先天欠如歯について
今日は、「先天欠如歯(せんてんけつじょし)」の話です。
先天欠如歯とは、その名前の通り「生え換わる為の永久歯が先天性に欠如した
状態です」。これに対し多い場合は「過剰歯(かじょうし)」と言います。
永久歯が元々ない例は時々みられます。親知らずや前歯中央から左右に数え
て5番目の歯と下の前歯に多く見られます。
通常、永久歯の先天欠如により乳歯が残っている人は、その歯を大事に使って
もらいます。虫歯になったり、グラグラしてこなければ、長く使える場合もあります
しかし、乳歯は歯根が溶けて短くなって抜けかわるものなので、次第に根が短く
なって行きます。

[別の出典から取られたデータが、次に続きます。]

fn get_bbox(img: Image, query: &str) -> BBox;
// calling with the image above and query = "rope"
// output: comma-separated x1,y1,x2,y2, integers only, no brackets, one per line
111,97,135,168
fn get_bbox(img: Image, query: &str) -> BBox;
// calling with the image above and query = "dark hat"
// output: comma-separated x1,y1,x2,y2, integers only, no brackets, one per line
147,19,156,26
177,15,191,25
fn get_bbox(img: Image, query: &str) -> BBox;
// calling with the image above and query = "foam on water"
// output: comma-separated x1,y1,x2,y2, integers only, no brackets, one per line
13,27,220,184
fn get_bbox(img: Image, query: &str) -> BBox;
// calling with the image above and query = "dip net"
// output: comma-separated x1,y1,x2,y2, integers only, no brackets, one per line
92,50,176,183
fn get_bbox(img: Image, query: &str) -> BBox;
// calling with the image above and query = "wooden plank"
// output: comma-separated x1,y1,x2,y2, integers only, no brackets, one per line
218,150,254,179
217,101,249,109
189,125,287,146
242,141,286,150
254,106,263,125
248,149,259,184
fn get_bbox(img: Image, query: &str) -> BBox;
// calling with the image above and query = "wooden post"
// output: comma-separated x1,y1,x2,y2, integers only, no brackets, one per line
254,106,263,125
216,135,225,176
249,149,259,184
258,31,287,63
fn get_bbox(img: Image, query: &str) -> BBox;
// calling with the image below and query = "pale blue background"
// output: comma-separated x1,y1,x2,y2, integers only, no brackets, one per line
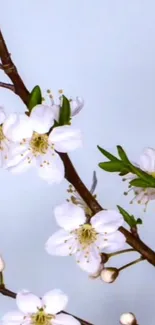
0,0,155,325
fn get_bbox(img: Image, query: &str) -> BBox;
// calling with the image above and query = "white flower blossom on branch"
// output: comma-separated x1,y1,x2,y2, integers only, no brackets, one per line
3,105,82,183
124,148,155,210
45,203,125,273
1,289,80,325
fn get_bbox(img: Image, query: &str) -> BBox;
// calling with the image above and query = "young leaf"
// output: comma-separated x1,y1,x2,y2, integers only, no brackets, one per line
97,146,119,161
130,178,149,188
59,95,71,125
117,205,137,227
117,146,130,164
99,160,123,172
28,86,42,112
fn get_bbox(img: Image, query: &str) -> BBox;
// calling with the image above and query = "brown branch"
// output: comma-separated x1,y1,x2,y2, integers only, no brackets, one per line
0,30,29,105
0,24,155,278
0,82,15,93
0,285,93,325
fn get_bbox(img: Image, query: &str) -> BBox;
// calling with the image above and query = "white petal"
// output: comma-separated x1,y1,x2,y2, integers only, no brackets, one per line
8,152,35,174
102,231,126,253
3,113,33,142
45,229,77,256
30,105,54,134
42,289,68,315
16,290,42,314
70,97,84,116
49,125,82,152
52,313,81,325
51,104,60,122
75,245,101,273
140,148,155,173
91,210,124,233
1,310,24,325
37,152,65,184
0,107,6,124
54,203,86,230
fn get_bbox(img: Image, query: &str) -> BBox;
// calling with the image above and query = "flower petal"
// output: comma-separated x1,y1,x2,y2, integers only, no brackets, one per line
140,148,155,173
30,105,54,134
1,310,24,325
102,231,126,253
42,289,68,315
3,113,33,142
53,313,81,325
75,245,101,273
37,152,65,184
49,125,82,152
91,210,124,233
54,203,86,230
16,290,42,314
70,97,84,116
45,229,77,256
0,107,6,124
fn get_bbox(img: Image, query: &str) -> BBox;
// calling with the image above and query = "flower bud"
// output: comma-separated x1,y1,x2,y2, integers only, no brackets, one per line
0,256,5,272
120,313,137,325
89,263,104,279
100,267,119,283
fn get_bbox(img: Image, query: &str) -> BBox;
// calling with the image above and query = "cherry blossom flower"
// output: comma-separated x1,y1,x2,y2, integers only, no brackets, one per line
124,148,155,210
1,289,80,325
45,203,125,274
3,105,82,183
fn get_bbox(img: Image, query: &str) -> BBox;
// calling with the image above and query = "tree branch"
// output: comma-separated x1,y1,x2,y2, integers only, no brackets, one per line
0,285,93,325
0,27,155,272
0,82,15,93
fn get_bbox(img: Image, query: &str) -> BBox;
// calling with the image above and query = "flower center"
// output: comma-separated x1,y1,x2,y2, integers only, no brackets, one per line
31,308,55,325
30,132,48,155
0,125,5,141
76,224,98,248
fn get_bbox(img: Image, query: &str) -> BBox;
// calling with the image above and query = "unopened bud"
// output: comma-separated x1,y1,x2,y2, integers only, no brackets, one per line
0,256,5,272
100,267,119,283
120,313,137,325
89,263,104,279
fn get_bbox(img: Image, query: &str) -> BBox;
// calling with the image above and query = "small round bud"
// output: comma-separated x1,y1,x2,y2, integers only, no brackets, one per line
100,267,119,283
0,256,5,272
120,313,137,325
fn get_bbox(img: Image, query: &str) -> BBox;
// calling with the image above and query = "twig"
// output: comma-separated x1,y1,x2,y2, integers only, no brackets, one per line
0,286,93,325
0,32,155,266
0,82,15,93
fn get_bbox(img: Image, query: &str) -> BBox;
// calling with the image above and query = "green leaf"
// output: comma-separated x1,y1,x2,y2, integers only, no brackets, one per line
28,86,42,112
130,178,148,188
117,146,130,164
117,205,137,227
97,146,119,161
59,95,71,125
99,160,123,172
136,218,143,225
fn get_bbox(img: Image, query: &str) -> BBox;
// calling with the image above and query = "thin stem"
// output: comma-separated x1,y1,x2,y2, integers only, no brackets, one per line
0,82,15,93
118,256,144,272
108,248,135,257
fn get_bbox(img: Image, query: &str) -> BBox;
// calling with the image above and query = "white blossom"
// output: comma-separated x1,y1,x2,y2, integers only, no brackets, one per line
100,267,119,283
0,107,10,168
3,105,82,183
124,148,155,210
120,313,137,325
45,203,125,274
1,289,80,325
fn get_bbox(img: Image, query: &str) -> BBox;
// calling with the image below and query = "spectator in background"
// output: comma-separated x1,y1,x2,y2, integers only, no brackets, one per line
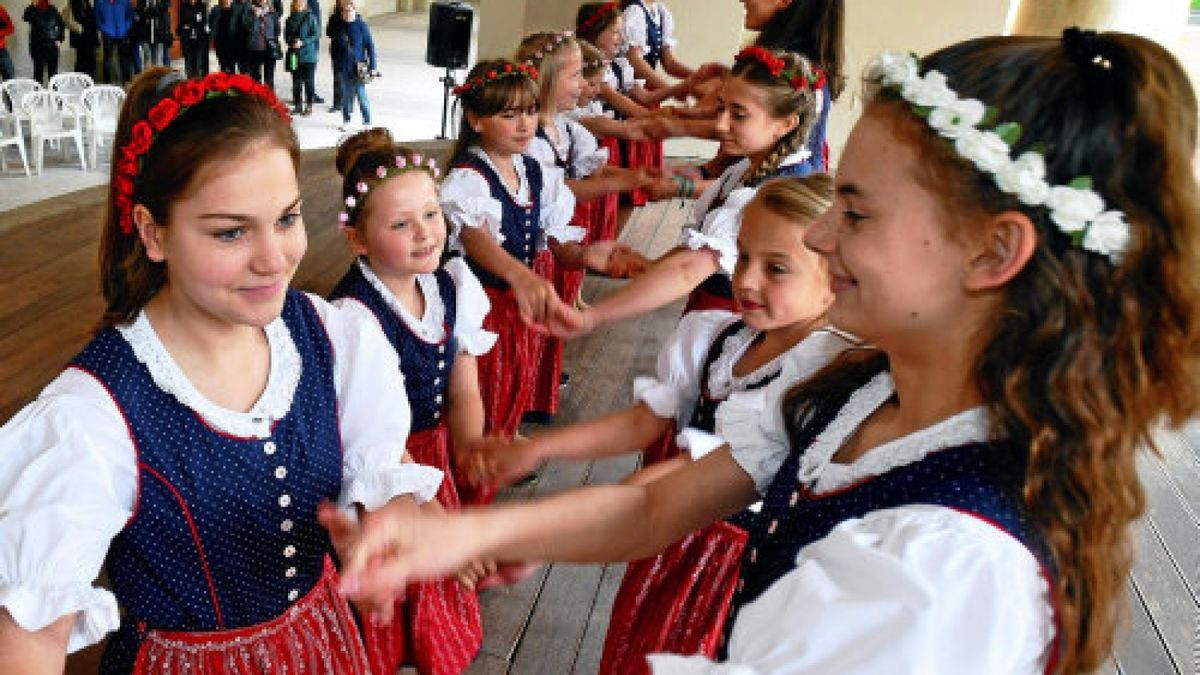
241,0,283,89
95,0,133,84
332,0,369,131
62,0,100,79
179,0,210,77
0,5,14,82
134,0,175,70
283,0,320,115
24,0,66,85
209,0,240,74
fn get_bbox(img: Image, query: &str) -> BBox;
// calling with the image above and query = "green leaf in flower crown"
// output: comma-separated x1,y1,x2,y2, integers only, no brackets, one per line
994,121,1021,148
977,106,1000,129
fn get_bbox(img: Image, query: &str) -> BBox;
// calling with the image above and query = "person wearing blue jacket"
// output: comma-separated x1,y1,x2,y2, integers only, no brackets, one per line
96,0,133,84
331,0,379,131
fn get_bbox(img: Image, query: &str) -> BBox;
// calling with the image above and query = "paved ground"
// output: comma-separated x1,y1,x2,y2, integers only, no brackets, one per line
0,12,453,214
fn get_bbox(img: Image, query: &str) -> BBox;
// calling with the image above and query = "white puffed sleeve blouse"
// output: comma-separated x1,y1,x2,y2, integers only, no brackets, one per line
334,257,498,357
0,295,443,651
649,372,1055,675
439,147,587,252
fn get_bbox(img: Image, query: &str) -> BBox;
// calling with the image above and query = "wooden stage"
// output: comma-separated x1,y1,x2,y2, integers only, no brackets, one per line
0,144,1200,675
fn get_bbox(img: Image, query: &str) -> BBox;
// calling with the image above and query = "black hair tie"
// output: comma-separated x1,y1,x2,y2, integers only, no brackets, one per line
1062,26,1115,73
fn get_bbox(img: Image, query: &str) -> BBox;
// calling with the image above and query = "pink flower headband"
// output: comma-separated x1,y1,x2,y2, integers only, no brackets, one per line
452,64,538,97
337,153,442,229
113,72,292,234
526,30,575,66
733,46,826,91
576,2,617,32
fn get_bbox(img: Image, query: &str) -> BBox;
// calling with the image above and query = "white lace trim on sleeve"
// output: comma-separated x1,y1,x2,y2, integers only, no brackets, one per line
116,311,297,438
0,579,121,652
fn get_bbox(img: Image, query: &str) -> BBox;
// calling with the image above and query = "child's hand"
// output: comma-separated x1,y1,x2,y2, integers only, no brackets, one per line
455,436,541,488
510,271,563,325
328,500,482,598
608,246,650,279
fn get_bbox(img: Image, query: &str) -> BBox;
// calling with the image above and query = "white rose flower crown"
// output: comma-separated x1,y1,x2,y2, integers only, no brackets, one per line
866,52,1129,264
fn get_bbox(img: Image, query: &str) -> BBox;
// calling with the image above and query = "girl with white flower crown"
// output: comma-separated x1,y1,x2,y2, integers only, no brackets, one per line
324,30,1200,675
330,129,496,675
0,67,443,675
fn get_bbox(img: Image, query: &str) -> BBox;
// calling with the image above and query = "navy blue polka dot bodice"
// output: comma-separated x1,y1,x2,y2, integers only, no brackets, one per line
637,1,662,68
72,291,342,673
725,379,1050,638
700,157,814,300
456,154,542,289
329,264,458,434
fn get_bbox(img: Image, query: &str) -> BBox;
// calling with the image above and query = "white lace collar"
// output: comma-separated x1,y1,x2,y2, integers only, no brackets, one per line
799,371,991,494
116,310,304,438
358,258,446,344
470,145,530,207
708,325,787,400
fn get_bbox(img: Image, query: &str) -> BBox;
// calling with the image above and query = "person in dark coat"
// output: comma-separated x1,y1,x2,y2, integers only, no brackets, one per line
23,0,66,84
133,0,175,67
62,0,100,79
241,0,283,89
179,0,210,77
95,0,134,84
283,0,320,115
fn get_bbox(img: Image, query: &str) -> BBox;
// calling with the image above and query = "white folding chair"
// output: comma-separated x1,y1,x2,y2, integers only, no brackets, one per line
50,72,96,108
0,114,29,175
79,84,125,168
0,77,42,132
20,89,88,173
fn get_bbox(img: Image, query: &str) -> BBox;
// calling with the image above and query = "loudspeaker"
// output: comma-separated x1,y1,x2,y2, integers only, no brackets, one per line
425,0,475,68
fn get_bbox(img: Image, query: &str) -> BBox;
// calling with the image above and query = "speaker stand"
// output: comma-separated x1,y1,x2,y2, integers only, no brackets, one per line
438,66,458,139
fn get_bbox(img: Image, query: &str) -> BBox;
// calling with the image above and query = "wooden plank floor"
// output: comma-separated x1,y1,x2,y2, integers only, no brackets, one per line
0,145,1200,675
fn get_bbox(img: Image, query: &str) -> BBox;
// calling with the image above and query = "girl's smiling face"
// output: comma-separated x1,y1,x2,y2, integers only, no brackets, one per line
346,169,446,279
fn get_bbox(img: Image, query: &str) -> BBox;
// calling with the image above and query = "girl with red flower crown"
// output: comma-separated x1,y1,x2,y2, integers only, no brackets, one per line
442,59,624,503
0,68,443,674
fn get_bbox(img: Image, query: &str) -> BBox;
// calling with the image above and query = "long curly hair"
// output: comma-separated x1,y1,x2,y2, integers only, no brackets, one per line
786,34,1200,673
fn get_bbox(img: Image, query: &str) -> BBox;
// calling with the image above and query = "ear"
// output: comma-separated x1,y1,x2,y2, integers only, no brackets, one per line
133,204,167,263
965,211,1038,291
342,226,367,256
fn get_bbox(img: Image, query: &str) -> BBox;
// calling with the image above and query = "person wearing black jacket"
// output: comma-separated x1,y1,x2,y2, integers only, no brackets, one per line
241,0,283,89
22,0,66,84
179,0,210,77
62,0,100,79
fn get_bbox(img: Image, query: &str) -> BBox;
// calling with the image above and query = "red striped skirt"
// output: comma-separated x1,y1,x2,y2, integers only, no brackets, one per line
133,557,371,675
362,424,484,675
600,520,749,675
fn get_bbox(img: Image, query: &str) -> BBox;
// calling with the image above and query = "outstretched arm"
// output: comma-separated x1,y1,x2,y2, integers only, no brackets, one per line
583,247,720,329
331,446,757,596
0,608,74,675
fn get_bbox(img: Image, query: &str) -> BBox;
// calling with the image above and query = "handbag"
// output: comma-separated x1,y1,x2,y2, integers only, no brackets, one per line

使えなくなってしまったら、抜歯を行い、次を考えましょう。
まだ成長期で乳歯の喪失が起こった場合は、ブリッジやインプラントなどの固定
性の人工物は入れられません。顎の大きさや歯並びが変わって行く為です。
まずは取り外し式の「部分入れ歯」を入れましょう。抜けてそのままにしておくと
その前後の歯が移動して「空隙歯列(すきっ歯)」となってしまうからです。
また歯は左右だけでなく、上下にも移動します。下がないと上の歯は下がり、
上がないと下の歯は上に伸びてしまい。噛み合わせのバランスをくずします。
成人して顎の骨の成長が止まるまで、乳歯が持ち、残念ながら脱落、喪失して
しまった場合は、前後の歯を削らないという点でインプラントが最良でしょう。
しかし保険がきかず、高額になるので、将来的にインプラントを入れる予定で、
暫定的に取り外し式の「部分入れ歯」を入れておくのも1つの方法です。